1997 yılında Trabzon’daki konuşmasında ‘sizi Akdeniz’in incisi yapacağım dedi’ izleyen halk ise orada hamsi yok biz burada kalalım diye cevap vermişti. Meclis kürsüsünden konuşurken “Mesut Yılmaza istikrarsız diyeceğine iktidarsızdır demez mi….
Burdur da konuşmada “size seker Fabrikası açacağım dedi, hemen bir kişi kulağına ,efendim zaten Burdur’da seker Fabrikası var deyince, olsun ikinciyi açarım dedi, Yine bir mitingde izleyicilerden biri “pittigini yerim senin diye bağırdı, yanındaki il başkanına pittik nedir diye sorar, pittik halk dilinde cinsel organdır. Ne diyeceğini bilemeyen il başkanı “efendim yürek demektir’ der bu kez Çiller ‘bu bacinizin piiitgi size helal olsun diye bağırır.

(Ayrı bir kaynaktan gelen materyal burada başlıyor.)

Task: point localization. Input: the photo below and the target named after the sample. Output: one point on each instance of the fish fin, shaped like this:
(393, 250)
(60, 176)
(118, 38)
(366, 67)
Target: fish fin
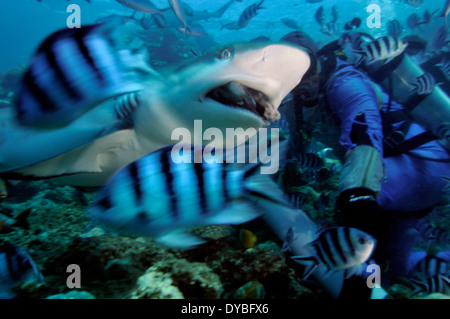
(238, 212)
(309, 270)
(179, 240)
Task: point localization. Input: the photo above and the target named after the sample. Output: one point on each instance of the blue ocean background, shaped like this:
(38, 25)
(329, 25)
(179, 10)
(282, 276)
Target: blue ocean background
(25, 23)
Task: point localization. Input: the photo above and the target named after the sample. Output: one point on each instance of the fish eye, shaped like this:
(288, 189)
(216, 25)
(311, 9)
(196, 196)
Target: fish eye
(225, 53)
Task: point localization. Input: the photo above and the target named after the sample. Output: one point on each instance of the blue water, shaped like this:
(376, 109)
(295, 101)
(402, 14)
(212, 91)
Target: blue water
(25, 23)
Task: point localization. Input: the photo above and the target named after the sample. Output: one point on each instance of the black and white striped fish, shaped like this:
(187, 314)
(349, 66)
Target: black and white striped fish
(436, 284)
(430, 266)
(249, 13)
(73, 71)
(159, 195)
(423, 84)
(339, 248)
(395, 28)
(384, 49)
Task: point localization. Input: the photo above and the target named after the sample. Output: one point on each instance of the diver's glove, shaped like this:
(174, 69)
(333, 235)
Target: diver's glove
(359, 186)
(357, 207)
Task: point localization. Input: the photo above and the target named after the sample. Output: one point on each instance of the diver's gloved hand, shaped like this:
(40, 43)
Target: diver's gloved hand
(357, 207)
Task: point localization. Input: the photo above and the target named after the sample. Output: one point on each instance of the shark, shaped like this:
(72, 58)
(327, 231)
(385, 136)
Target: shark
(119, 131)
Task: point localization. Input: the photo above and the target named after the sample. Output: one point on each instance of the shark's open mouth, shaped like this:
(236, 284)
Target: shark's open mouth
(236, 95)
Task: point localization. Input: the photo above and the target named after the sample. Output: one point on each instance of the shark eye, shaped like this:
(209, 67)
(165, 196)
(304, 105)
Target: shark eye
(225, 54)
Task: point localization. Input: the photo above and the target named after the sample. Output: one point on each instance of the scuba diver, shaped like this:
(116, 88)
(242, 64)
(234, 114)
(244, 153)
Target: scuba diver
(393, 167)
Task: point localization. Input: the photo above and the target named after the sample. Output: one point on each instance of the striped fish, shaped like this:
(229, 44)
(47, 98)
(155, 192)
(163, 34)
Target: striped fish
(162, 193)
(179, 12)
(73, 71)
(339, 248)
(16, 266)
(384, 49)
(436, 284)
(423, 84)
(431, 266)
(249, 13)
(289, 239)
(143, 6)
(444, 65)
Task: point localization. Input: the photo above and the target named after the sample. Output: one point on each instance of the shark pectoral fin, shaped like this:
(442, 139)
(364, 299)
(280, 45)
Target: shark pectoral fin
(237, 212)
(179, 240)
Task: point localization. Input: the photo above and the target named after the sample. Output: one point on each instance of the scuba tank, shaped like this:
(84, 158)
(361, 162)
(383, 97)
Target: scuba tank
(404, 80)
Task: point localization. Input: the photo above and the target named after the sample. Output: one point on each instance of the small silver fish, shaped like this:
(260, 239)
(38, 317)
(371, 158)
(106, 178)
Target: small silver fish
(249, 13)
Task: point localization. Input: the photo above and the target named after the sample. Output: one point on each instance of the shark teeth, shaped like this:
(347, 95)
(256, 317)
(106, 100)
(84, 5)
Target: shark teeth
(236, 95)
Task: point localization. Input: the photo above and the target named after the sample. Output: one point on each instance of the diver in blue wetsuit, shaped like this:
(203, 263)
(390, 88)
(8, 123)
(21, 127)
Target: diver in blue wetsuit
(393, 167)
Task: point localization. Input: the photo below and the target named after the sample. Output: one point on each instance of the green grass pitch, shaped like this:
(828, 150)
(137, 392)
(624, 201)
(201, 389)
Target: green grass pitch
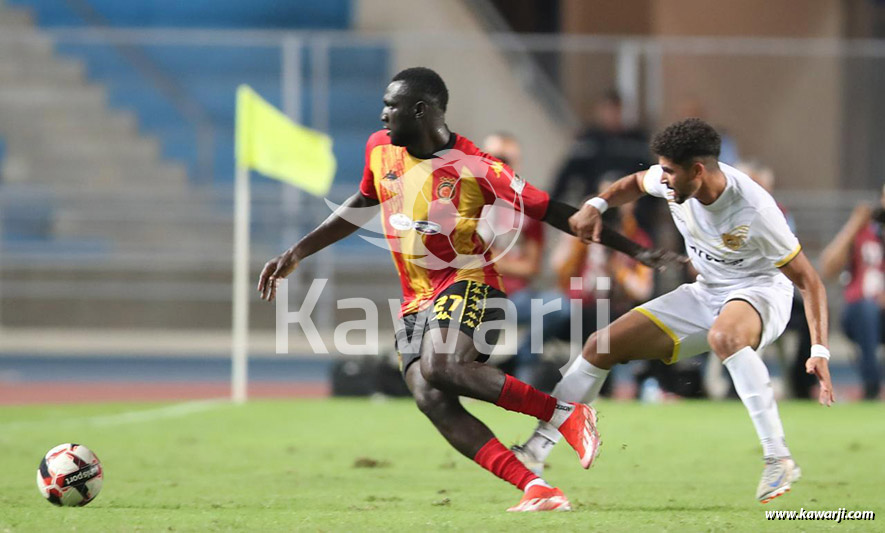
(292, 465)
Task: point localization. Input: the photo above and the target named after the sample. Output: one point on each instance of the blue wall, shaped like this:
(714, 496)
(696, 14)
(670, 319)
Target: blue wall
(289, 14)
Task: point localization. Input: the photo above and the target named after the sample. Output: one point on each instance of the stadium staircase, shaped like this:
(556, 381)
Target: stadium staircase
(106, 220)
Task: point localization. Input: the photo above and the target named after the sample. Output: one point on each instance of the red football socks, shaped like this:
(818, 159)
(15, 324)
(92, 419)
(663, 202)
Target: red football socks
(497, 459)
(523, 398)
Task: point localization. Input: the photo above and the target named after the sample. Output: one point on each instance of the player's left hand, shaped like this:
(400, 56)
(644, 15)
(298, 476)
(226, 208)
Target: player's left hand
(820, 367)
(660, 259)
(277, 268)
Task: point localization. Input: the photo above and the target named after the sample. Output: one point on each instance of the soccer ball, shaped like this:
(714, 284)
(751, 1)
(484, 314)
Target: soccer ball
(69, 475)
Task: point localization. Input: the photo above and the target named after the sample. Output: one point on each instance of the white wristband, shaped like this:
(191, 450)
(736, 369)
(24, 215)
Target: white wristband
(819, 350)
(599, 203)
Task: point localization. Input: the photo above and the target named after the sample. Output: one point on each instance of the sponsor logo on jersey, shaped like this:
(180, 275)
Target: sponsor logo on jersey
(426, 227)
(712, 258)
(736, 238)
(400, 221)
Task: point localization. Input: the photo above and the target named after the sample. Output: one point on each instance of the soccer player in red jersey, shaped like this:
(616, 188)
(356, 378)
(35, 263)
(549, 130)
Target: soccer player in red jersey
(431, 185)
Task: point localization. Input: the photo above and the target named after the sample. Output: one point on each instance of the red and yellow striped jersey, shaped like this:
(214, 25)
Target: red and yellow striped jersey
(430, 209)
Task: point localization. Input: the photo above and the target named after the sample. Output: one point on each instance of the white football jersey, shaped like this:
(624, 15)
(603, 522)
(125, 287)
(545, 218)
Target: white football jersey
(738, 239)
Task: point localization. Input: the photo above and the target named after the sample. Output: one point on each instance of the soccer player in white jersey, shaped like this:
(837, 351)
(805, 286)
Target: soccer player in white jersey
(746, 257)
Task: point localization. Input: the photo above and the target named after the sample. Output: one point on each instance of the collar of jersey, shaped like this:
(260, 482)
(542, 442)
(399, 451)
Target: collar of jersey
(723, 200)
(453, 138)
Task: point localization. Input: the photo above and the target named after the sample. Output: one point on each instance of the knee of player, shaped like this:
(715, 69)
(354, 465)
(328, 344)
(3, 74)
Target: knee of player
(725, 343)
(435, 370)
(428, 401)
(591, 352)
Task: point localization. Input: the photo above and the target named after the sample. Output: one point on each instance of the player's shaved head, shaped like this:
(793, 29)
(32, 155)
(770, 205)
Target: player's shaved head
(426, 85)
(684, 141)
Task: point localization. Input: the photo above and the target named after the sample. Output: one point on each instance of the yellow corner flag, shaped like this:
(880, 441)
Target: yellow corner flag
(269, 142)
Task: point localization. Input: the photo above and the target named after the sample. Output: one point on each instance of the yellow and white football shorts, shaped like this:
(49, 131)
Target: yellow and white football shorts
(687, 313)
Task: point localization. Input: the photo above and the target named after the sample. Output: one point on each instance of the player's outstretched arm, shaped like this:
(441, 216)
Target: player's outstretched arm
(835, 256)
(587, 222)
(560, 215)
(341, 223)
(814, 295)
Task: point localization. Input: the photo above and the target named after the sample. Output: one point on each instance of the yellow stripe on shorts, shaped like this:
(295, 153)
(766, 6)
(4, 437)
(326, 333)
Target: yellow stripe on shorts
(676, 342)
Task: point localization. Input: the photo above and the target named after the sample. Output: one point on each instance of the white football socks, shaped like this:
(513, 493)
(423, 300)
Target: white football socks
(581, 383)
(753, 385)
(536, 481)
(561, 413)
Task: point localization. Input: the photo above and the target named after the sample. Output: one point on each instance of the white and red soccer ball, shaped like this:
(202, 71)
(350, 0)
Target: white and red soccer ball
(69, 475)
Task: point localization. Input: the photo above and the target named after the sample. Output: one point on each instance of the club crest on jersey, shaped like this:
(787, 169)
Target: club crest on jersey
(497, 167)
(517, 184)
(446, 189)
(736, 238)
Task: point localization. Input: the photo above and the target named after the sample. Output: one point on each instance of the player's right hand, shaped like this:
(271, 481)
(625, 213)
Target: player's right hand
(820, 368)
(276, 269)
(587, 224)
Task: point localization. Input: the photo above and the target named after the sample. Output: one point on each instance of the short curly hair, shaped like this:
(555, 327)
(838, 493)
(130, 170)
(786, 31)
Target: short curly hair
(685, 140)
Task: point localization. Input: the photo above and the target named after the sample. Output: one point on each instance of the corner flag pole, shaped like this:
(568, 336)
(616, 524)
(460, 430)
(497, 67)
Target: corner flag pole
(240, 341)
(269, 142)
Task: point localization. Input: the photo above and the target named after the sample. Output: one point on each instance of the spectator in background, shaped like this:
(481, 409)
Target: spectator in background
(521, 264)
(693, 108)
(606, 150)
(800, 382)
(858, 249)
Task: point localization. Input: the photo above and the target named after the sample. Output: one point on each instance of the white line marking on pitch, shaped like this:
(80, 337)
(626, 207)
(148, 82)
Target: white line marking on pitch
(127, 417)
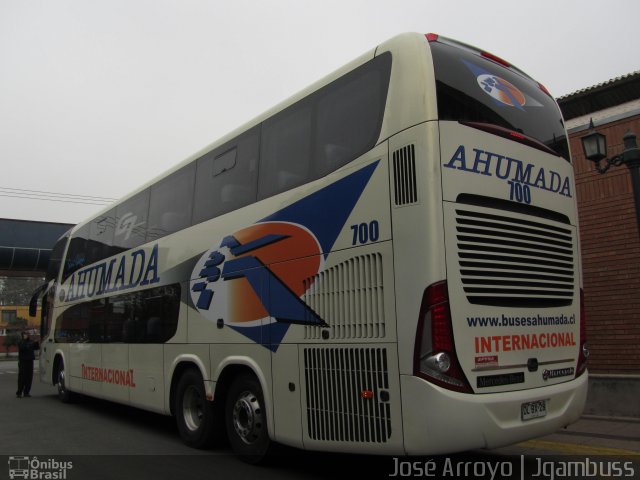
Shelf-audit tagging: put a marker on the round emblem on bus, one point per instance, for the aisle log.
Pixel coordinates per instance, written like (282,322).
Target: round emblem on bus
(501,90)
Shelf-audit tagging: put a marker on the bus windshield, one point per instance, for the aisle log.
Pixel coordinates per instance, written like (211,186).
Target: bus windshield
(471,88)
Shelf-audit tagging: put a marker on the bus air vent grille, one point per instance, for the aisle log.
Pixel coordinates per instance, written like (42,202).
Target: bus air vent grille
(404,175)
(347,391)
(508,261)
(349,297)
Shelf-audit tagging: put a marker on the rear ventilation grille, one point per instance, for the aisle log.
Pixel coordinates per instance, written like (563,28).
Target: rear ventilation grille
(404,174)
(508,261)
(337,409)
(349,297)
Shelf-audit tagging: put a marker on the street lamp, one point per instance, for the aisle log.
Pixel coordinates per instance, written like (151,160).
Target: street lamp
(594,145)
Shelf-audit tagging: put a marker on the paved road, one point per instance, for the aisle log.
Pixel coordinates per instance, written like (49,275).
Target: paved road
(102,440)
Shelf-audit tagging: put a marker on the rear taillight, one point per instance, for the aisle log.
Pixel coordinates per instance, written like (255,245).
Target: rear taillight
(583,354)
(435,356)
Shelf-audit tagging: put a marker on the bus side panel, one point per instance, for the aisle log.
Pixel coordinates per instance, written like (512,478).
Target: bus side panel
(351,398)
(115,361)
(418,235)
(287,391)
(84,357)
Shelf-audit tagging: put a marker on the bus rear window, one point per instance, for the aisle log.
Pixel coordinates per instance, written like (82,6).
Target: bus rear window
(471,88)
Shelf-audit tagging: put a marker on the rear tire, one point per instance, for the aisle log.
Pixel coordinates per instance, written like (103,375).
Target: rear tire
(246,420)
(194,413)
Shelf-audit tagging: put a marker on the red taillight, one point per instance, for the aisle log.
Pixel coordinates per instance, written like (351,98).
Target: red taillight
(432,37)
(435,356)
(496,59)
(583,354)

Tüm bu siyasi gaf ve sataşmalara rağmen belli bir seviye vardı, günümüz siyasetinde seviye yârlerde, hakaretler ,küfürler sıradan hale geldi Ya bir siyasetçi ,namussuzsun, cibilliyetsizsin, alçak sin der mi? Daha da ileri giderek insanların soy kütükleri ortalarda dolaştırıldı.
Tansu Çiller AKP’ne yakın bir görüntü veriyor, partinin bazı toplantı ve gösterilerine katılıp boy gösteriyor, tabi bunun ödülünü kısmen de olsa aldı, Rumelihisarı’nda yaklaşık bin donum arazisine imar aldığı konuşuluyor, bu kamuoyuna yansıyanı daha neler vardır kim bilir.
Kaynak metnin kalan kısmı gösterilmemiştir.